According to a report in Haaretz, "among the issues dividing the two countries are Jordan's decision not to renew Israel's 25-year lease on the enclaves of Naharayim and Tzofar, and Prime Minister Benjamin Netanyahu's recent vow to annex the Jordan Valley if reelected."
Yesterday, the Institute for National Security Studies hosted an event to mark the anniversary, with Foreign Ministry officials in attendance but without senior representation from either the Israeli government or Jordanian embassy.
Haaretz noted that "the mood at the conference was pessimistic, and much of the focus was on the hurdles that have arisen since the agreement was signed.".

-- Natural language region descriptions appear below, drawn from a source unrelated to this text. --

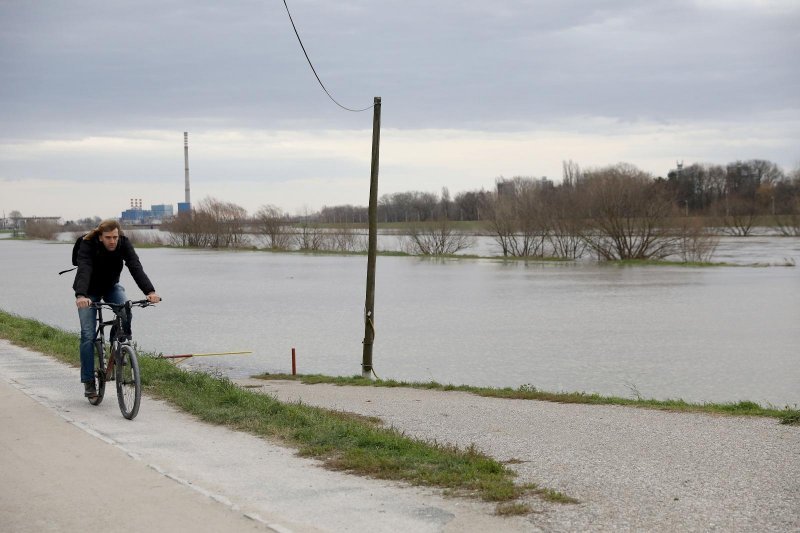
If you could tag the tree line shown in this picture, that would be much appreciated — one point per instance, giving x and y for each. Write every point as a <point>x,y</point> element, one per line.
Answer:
<point>613,212</point>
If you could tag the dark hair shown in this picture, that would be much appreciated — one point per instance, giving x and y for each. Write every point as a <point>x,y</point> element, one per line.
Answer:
<point>109,224</point>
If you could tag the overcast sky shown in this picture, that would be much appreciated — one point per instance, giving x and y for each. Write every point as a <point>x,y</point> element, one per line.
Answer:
<point>95,95</point>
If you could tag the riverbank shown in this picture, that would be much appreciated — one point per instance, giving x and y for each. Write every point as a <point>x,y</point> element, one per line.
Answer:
<point>786,415</point>
<point>631,469</point>
<point>341,441</point>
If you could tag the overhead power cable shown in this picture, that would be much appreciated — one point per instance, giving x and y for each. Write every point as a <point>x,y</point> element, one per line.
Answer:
<point>312,66</point>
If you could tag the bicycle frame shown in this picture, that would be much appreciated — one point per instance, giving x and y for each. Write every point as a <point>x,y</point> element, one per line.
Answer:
<point>122,364</point>
<point>99,336</point>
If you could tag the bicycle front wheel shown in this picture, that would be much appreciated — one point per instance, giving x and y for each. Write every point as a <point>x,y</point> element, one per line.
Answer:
<point>129,386</point>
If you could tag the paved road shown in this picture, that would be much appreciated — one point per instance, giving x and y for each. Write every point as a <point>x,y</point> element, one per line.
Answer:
<point>632,469</point>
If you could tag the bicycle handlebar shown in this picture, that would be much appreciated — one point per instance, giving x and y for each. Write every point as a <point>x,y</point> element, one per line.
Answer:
<point>137,303</point>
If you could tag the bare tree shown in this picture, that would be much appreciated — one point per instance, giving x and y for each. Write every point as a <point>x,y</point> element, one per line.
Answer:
<point>516,216</point>
<point>212,224</point>
<point>697,243</point>
<point>628,211</point>
<point>272,224</point>
<point>565,221</point>
<point>436,238</point>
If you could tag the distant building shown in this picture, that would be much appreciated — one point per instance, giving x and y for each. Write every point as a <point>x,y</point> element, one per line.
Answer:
<point>162,211</point>
<point>156,214</point>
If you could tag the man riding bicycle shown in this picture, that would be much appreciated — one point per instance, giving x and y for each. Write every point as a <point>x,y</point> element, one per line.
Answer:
<point>100,257</point>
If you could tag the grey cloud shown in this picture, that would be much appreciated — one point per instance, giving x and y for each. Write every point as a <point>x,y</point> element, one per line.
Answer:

Official material for the conference described the Israeli-Jordanian relationship as "a cold peace, in which the mutual benefits of cooperation and the many common state interests are not fully understood by the Israeli and Jordanian publics."
Furthermore, the conference also featured a "secret panel", whose members included two former Jordanian generals "who asked not to be identified by name and whose remarks could not be quoted or broadcast".
"The fact that Jordanians fear to come to Israel openly epitomizes the state of the diplomatic relationship, 25 years after it began," the report noted.
The conference identified a number of "sources of the friction", including the ongoing occupation of the Palestinian territories, as well as conflict at the Al-Aqsa Mosque compound.
Haaretz highlighted a 2017 incident in which "an Israeli guard at the embassy in Amman shot and killed two Jordanians". While the guard said he opened fire after being attacked with a screwdriver, "Jordanian newspaper Al Ghad reported that Israel paid around $5 million to the two families."